We receive external messages our whole life, mostly from outside sources. And if we aren’t careful, these messages can drown out our own voice, desperately trying to tell us who we really are and who we want to become.
From the time I was a little girl and all the way through college (and even a little bit today), I was given messages that told me I’d make a great attorney. I was argumentative. I didn’t take no for an answer. I was competitive. And “lawyers still write all the time.”
I heard it so much that I set my sights on becoming an attorney. I job shadowed attorneys, did my research, took the right classes, took the LSATs, and went to law school visits. But during the whole process, something felt off.
I couldn’t place my finger on it until I took a job in higher education, and I felt a sense of relief for leaving my goal of becoming an attorney behind. But a few years into higher education, I felt that same feeling – something was off. I left higher education and went to work in a positive psychology center, thinking that I missed my psychology roots. Quickly, however, I realized that wasn’t where I wanted to be either.
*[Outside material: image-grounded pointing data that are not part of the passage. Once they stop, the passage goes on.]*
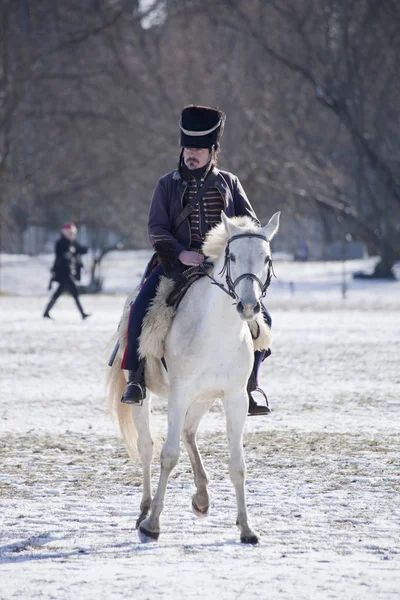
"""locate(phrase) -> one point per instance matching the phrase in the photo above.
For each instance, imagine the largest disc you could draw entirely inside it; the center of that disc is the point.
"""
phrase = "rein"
(231, 285)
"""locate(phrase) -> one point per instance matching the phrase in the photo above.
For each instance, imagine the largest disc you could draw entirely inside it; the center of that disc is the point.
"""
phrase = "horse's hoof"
(140, 518)
(146, 536)
(249, 539)
(200, 512)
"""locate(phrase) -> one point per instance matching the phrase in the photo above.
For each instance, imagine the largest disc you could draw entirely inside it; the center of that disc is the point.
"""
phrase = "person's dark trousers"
(66, 285)
(137, 313)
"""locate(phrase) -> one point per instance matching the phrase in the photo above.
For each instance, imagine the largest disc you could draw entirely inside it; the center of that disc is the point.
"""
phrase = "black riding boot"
(135, 391)
(254, 408)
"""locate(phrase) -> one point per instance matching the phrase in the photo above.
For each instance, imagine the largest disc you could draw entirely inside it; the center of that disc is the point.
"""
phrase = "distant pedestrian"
(67, 268)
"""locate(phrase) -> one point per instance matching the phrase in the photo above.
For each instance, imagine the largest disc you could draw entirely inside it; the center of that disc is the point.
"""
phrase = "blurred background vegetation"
(91, 93)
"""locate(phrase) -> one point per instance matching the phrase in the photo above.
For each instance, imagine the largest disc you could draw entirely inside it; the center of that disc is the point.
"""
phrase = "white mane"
(217, 238)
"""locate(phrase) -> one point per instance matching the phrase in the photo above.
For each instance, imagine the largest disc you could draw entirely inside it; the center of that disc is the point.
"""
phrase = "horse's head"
(248, 262)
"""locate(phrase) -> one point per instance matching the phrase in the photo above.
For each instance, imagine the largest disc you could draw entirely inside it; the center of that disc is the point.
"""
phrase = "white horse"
(209, 354)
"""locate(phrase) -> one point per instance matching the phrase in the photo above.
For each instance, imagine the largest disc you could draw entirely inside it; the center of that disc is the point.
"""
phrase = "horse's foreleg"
(149, 529)
(141, 418)
(236, 410)
(201, 499)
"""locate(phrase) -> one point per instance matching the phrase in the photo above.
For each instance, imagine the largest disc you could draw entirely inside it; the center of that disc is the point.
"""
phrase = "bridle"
(226, 270)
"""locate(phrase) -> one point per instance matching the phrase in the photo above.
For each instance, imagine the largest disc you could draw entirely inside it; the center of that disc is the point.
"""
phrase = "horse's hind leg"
(141, 418)
(201, 499)
(149, 529)
(236, 410)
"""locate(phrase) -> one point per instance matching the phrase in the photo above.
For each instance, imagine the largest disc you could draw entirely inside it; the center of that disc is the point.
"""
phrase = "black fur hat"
(201, 126)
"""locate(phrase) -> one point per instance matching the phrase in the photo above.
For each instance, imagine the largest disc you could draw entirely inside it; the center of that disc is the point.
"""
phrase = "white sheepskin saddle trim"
(158, 320)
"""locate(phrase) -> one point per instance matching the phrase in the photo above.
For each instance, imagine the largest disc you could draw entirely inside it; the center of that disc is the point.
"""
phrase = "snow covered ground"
(323, 475)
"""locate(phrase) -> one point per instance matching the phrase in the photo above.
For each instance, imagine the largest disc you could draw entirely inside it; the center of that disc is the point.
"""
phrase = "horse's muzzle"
(248, 311)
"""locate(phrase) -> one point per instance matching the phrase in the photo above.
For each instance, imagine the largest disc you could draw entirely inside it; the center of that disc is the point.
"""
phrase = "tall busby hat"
(201, 126)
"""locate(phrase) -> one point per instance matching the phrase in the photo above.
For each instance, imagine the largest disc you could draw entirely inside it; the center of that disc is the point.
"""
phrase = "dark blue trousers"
(138, 310)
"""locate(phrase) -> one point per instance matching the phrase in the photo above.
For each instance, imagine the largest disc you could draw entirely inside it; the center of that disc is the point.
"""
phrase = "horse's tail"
(116, 384)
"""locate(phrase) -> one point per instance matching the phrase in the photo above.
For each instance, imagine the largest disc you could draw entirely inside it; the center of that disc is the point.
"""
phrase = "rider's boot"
(135, 391)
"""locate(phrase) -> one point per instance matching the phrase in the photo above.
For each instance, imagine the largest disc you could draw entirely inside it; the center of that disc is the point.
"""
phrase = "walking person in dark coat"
(178, 239)
(67, 268)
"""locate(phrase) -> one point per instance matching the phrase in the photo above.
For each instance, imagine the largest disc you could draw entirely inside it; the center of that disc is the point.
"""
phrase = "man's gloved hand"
(191, 259)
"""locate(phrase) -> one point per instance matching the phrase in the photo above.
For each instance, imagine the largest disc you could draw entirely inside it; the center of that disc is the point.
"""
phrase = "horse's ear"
(272, 226)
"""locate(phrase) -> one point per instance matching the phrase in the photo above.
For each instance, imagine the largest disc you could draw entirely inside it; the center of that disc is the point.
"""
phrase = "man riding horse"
(186, 204)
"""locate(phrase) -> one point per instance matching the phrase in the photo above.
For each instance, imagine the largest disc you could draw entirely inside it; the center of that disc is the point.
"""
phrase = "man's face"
(195, 158)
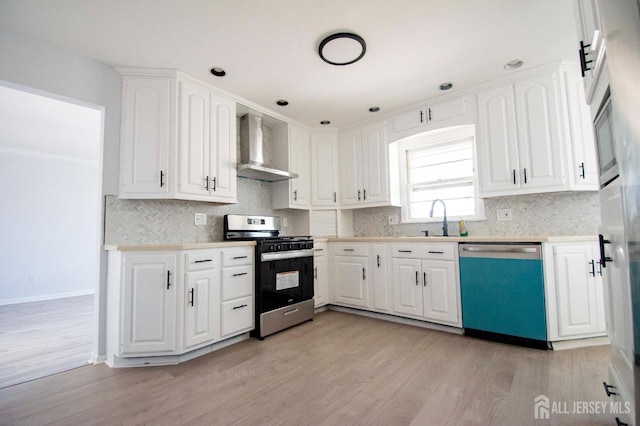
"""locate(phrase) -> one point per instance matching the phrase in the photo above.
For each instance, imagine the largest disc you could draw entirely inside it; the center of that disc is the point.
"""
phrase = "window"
(440, 165)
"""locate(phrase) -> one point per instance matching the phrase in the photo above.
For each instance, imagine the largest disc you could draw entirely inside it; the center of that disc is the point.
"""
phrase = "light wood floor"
(42, 338)
(338, 369)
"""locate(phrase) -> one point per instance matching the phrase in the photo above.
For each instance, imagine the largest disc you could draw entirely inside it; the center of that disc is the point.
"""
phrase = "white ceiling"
(269, 47)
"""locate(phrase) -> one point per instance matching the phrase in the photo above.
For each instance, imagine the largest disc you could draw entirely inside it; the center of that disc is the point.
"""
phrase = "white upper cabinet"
(591, 43)
(324, 168)
(178, 139)
(148, 135)
(427, 117)
(535, 136)
(293, 155)
(365, 175)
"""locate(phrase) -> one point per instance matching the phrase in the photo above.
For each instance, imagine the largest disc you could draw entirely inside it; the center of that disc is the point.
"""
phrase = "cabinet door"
(375, 164)
(194, 143)
(380, 298)
(351, 167)
(149, 304)
(351, 281)
(584, 164)
(320, 281)
(407, 287)
(222, 174)
(146, 135)
(576, 289)
(440, 292)
(324, 176)
(497, 148)
(299, 163)
(202, 305)
(540, 139)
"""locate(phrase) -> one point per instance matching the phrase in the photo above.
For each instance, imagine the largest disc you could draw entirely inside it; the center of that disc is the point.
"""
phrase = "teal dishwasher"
(502, 291)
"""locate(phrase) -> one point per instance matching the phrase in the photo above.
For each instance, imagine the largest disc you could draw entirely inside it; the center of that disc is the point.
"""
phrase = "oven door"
(285, 278)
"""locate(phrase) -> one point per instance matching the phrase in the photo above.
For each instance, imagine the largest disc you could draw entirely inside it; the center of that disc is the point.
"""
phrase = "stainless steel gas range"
(284, 272)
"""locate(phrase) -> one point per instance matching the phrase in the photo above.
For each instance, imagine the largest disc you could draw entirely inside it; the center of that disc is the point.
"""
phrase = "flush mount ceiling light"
(342, 48)
(513, 64)
(218, 72)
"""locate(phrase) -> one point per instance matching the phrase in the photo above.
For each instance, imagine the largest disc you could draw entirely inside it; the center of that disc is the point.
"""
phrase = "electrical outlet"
(504, 215)
(200, 219)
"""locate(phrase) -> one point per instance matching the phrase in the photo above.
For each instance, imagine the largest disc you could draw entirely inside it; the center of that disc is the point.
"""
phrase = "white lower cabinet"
(574, 290)
(165, 304)
(425, 282)
(320, 274)
(350, 264)
(148, 304)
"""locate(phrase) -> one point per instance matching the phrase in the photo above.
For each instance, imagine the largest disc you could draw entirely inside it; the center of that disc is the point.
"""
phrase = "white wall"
(49, 185)
(44, 67)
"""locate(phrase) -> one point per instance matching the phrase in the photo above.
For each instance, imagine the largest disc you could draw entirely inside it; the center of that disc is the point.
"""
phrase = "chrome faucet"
(445, 225)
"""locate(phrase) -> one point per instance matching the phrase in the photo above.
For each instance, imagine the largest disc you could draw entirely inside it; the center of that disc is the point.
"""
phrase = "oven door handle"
(282, 255)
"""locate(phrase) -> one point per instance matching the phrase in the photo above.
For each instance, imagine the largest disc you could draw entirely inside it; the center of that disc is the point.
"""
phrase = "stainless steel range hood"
(251, 155)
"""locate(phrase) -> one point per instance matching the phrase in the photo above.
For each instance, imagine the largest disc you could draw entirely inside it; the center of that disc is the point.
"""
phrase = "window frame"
(437, 137)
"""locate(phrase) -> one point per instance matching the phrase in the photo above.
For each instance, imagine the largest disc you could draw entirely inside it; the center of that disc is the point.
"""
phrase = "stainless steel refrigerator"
(620, 203)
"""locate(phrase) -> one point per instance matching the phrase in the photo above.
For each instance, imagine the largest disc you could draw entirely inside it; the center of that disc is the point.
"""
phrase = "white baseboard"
(45, 297)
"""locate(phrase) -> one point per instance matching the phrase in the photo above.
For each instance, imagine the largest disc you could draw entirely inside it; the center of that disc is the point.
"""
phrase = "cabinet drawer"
(236, 316)
(444, 251)
(350, 249)
(237, 256)
(197, 260)
(237, 282)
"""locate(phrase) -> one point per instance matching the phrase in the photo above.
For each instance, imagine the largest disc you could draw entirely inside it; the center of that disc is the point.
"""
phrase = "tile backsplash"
(172, 221)
(558, 214)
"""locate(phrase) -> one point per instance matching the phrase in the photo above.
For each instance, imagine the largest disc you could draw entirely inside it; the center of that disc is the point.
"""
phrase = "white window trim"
(449, 134)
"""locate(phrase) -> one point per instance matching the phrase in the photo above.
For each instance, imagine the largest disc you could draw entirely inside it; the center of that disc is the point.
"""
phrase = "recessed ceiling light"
(513, 64)
(218, 72)
(342, 48)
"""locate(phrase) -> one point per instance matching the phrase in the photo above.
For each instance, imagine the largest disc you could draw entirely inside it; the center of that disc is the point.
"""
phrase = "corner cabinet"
(292, 153)
(178, 138)
(533, 137)
(366, 178)
(575, 292)
(169, 306)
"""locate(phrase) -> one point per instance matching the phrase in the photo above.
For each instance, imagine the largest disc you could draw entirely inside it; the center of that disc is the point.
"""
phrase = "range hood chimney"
(251, 157)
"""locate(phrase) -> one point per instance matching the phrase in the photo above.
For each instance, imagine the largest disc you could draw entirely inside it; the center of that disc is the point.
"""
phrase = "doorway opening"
(50, 223)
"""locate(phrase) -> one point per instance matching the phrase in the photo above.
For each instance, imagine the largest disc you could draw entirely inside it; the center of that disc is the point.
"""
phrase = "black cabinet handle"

Another external message popped into my head: You’re good at giving advice, maybe you should be a therapist. I knew that therapy would be too difficult for me (I tend to feel others’ emotions too deeply). I investigated alternatives instead and found coaching. And it wasn’t until I was in a coaching program, one that required in-class practice, that I discovered something both chilling and liberating. I’d been chasing the wrong goals my whole life – and the right one had been staring me in the face since I was a child: writing.
I started my freelance writing business that year and never looked back. I don’t have that “something’s off” feeling anymore. I know I’m where I’m supposed to be.
But it saddens me to know that I was chasing the wrong goals my whole life because I lacked a sense of self-awareness.
I was lucky to develop this self-awareness through coaching, and if it’s in your budget, I’m not sure there’s a better way to gain the clarity you need to chase the goals that are truly meaningful for you.
But if coaching is not in your budget, here are a few tips:
1. Journal. Write your thoughts, then ask yourself “What” questions as it pertains to those thoughts. So, instead of asking yourself “why do I procrastinate?” ask yourself “what leads me to procrastination?” The difference is subtle, but “what” questions help you gather information about yourself, while “why” questions are more likely to lead you to rationalize your decisions.
2. Seek feedback and reflect. I know -this one sounds a bit counterintuitive but trust me. The key here is to collect feedback WITHOUT placing too much attachment to anything that’s said. Instead, listen to seek out potential blind spots. If someone provides feedback that you’re bossy, ask yourself “What would lead them to that conclusion?” or “In what ways am I bossy?” Perhaps you’ll learn something about yourself you hadn’t noticed before – or perhaps you’ll realize that this particular feedback isn’t helpful. Either way, it will help you break up the noise to drill down to your true inner voice.
3. Mindfulness. Spending time alone with our thoughts is key to self-awareness. The world provides so much noise that it’s hard to ever truly feel like you’re sitting in peace. However, practicing even 5-10 minutes of mindful reflection a day will allow you to sift through your thoughts and more fully develop your self-awareness.
How do you know that the goals you’re chasing today are the goals you’re really after? I’ve worked with several clients who, after several sessions cultivating self-awareness, realize that their goals no longer match who they’ve become. Self-awareness has to come before we set our goals – and self-reflection is the only way to get there.